A bill, opposed by NJBIA, that requires New Jersey and other public entities to include labor harmony agreements as part of any pact they enter with retail and distribution center projects was conditionally vetoed by Gov. Phil Murphy this month.
But the conditions of that veto do not address the initial concerns of New Jersey’s business community.
“Even if the Legislature complies with the recommendations of the governor in this CV, the additional costs associated with this bill will discourage new business owners and tenants from pursuing retail and distribution center projects in New Jersey,” said NJBIA Director of Government Affairs Alexis Bailey.
“Unfortunately, the revisions do not go far enough to change the fact that this will be another mandate that will cost thousands of jobs in the state and will continue to enhance New Jersey’s reputation as not being business friendly. We hope the Legislature reconsiders the conditions of this legislation.”
Labor harmony is defined as an agreement between a contractor and a labor organization, which requires that the labor organization agree to refrain from picketing, work stoppages, boycotts, or other economic actions against the contractor.

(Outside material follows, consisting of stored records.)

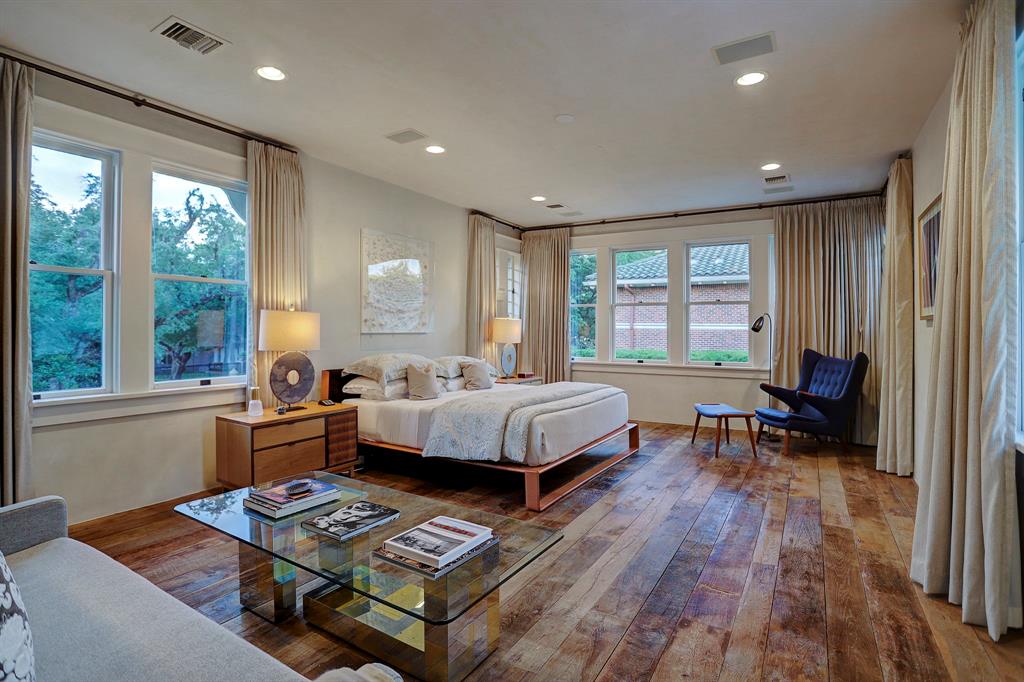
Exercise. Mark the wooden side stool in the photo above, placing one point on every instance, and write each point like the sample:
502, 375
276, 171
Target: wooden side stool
720, 412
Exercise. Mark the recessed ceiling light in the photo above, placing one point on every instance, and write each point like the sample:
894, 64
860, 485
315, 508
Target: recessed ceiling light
270, 73
752, 78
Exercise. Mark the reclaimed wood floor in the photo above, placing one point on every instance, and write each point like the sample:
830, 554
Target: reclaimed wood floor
674, 564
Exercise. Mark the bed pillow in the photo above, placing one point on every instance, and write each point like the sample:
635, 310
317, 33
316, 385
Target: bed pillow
369, 389
477, 376
423, 383
450, 367
385, 367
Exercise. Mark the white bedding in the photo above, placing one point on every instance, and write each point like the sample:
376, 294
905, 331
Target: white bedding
552, 435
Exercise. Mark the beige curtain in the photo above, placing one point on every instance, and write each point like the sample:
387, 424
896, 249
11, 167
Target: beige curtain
480, 289
966, 541
828, 284
278, 268
16, 84
895, 453
546, 324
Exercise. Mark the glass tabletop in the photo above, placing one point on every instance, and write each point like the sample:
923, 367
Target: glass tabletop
352, 563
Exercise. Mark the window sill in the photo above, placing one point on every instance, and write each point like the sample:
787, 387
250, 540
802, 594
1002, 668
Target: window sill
670, 369
72, 410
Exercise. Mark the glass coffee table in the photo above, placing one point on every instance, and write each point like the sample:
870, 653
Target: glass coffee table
435, 629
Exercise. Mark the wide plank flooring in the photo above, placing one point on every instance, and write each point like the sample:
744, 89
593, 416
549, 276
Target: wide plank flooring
674, 564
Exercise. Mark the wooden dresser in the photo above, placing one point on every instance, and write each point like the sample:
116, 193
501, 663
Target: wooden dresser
256, 450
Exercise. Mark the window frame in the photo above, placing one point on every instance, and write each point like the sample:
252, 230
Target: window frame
585, 252
613, 304
205, 177
687, 303
109, 261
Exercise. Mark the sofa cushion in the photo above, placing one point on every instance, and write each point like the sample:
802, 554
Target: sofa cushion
16, 661
93, 619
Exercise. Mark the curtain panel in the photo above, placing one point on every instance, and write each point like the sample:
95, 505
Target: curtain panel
895, 453
828, 284
278, 249
480, 289
546, 324
16, 92
966, 541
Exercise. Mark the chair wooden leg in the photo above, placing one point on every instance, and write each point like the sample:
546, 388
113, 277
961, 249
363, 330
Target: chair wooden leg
750, 432
718, 434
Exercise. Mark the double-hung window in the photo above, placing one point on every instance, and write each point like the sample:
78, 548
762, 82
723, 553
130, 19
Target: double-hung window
640, 301
718, 302
200, 282
583, 304
72, 215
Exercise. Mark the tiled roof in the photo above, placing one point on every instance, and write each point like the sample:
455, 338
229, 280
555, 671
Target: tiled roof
717, 260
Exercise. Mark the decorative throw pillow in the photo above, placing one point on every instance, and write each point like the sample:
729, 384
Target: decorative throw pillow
450, 367
385, 367
423, 384
477, 376
17, 662
369, 389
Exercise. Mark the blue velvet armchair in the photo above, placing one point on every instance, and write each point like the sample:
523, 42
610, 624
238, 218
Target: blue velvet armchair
822, 403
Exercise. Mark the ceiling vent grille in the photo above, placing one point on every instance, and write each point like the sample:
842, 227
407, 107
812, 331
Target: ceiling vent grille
188, 36
744, 49
406, 136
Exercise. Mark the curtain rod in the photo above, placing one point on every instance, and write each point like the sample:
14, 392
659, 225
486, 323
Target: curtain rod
141, 101
724, 209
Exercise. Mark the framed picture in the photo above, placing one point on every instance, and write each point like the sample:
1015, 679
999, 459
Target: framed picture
928, 240
397, 284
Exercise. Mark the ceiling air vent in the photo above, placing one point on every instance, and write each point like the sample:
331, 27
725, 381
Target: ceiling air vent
744, 49
188, 36
406, 136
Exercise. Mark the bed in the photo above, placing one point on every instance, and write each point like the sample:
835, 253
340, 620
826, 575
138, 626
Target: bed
552, 438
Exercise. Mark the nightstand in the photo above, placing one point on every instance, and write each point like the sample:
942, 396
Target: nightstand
256, 450
522, 381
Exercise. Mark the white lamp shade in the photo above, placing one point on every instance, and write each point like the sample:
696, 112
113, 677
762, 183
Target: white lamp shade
506, 330
289, 330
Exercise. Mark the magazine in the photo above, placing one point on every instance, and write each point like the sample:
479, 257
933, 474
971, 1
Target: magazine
351, 519
438, 542
430, 571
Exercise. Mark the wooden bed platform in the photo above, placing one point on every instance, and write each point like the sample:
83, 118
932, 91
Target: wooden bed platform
333, 381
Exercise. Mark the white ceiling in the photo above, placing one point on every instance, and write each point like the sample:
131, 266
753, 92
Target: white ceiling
659, 125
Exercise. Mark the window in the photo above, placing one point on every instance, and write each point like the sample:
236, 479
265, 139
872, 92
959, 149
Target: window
71, 247
508, 284
200, 284
583, 304
641, 304
718, 302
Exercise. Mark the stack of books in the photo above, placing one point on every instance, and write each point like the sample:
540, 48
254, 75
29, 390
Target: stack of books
437, 546
290, 498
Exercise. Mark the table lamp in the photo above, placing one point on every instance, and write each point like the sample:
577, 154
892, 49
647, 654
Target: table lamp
292, 375
509, 332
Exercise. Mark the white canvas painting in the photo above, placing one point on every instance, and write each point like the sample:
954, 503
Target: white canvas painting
397, 281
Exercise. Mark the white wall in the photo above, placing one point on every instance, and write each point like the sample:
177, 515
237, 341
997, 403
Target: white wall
667, 391
929, 155
339, 204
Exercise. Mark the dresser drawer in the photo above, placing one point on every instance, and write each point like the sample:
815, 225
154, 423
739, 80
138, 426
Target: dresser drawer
288, 460
268, 436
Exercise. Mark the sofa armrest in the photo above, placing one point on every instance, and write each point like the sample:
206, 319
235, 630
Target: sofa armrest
32, 522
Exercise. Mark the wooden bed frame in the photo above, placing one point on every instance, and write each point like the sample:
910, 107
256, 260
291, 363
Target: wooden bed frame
333, 382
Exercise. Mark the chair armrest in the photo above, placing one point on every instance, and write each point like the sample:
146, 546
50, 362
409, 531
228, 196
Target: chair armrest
32, 522
786, 395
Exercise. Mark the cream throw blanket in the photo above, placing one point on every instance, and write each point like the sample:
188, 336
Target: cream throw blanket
489, 425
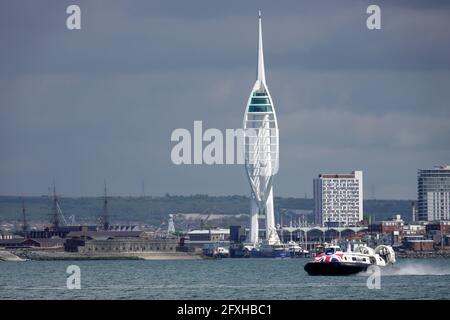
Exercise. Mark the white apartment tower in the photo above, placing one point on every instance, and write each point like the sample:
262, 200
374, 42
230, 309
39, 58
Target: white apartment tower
433, 193
338, 199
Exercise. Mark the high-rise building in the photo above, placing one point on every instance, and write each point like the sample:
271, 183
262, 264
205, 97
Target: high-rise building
433, 194
338, 199
261, 151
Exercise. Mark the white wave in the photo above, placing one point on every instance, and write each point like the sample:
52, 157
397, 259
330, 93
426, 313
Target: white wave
416, 268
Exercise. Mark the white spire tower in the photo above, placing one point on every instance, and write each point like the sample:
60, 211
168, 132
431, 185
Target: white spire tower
261, 150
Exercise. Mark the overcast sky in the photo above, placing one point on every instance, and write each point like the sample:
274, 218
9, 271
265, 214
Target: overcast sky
102, 102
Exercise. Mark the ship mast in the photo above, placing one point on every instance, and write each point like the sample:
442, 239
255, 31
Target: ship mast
105, 217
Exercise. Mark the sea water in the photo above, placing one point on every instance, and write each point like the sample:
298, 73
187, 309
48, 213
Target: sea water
218, 279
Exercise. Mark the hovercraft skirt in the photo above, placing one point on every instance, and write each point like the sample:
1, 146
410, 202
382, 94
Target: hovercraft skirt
334, 268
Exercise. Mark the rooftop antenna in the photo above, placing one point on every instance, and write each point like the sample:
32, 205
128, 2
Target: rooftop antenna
143, 189
171, 225
372, 191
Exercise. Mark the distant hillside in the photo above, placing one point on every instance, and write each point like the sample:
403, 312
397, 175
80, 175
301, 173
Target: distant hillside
154, 210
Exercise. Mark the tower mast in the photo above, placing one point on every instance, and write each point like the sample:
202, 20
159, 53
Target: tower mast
24, 219
55, 208
105, 218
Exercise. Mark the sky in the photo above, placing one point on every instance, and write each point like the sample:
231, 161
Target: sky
81, 106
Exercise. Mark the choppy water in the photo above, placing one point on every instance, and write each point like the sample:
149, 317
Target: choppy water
218, 279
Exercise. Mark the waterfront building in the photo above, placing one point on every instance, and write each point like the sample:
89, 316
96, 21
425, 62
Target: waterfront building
433, 194
338, 199
261, 151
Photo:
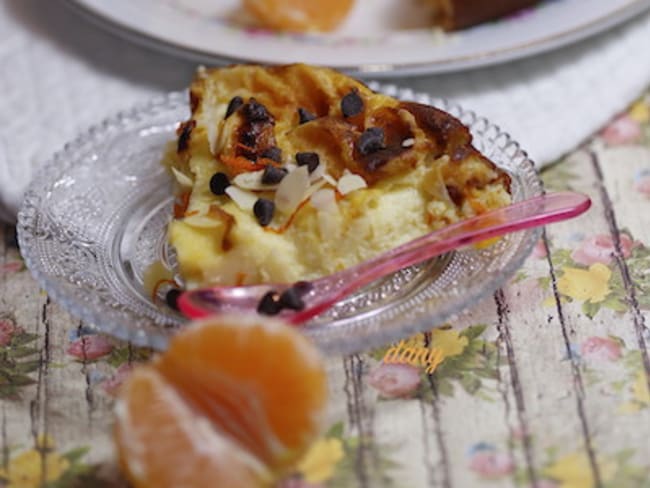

Specifically, A-4630, will increase costs for future owners or tenants of retail and distribution centers, while also limiting the contractors that can participate in a particular project.
Contractors and subcontractors would be required to enter into labor harmony agreements for no less than five years to work on qualifying projects.
In his conditional veto of the bill on Nov. 8, Gov. Murphy recommended a revision to increase the minimum employee threshold for retail establishments from 10 employees to 20.
Murphy said he supported the intent of the bill and that it would bring “appropriate compensation and labor protections that attract high-quality workers.”
“We must, however, balance these goals against the impacts this bill could have on the small businesses that drive the State’s economy,” Murphy wrote.
Bailey, however, said Murphy’s revision will have little bearing on the business impacts of the bill.
“Increasing that minimum employee threshold from 10 to 20 is still going to have an overall impact on small businesses,” she said. “At its core, this bill still puts up barriers to support business development.”
According to the bill, the expansion of labor harmony agreements for retail and distribution projects is necessary due to the State’s proprietary interest in their success. Proprietary interest is broadly defined and even includes small financial incentives awarded to projects by the State or other public entities.
Bailey said that broad definition will vastly expand the scope of projects that will be subject to labor harmony agreements, even to those in which public entities have minimal interest and risk exposure.
“The expansion of labor harmony requirements is not necessary or beneficial to protect minimal public interests at the expense of stifling business development and growth when our state needs it most,” she said.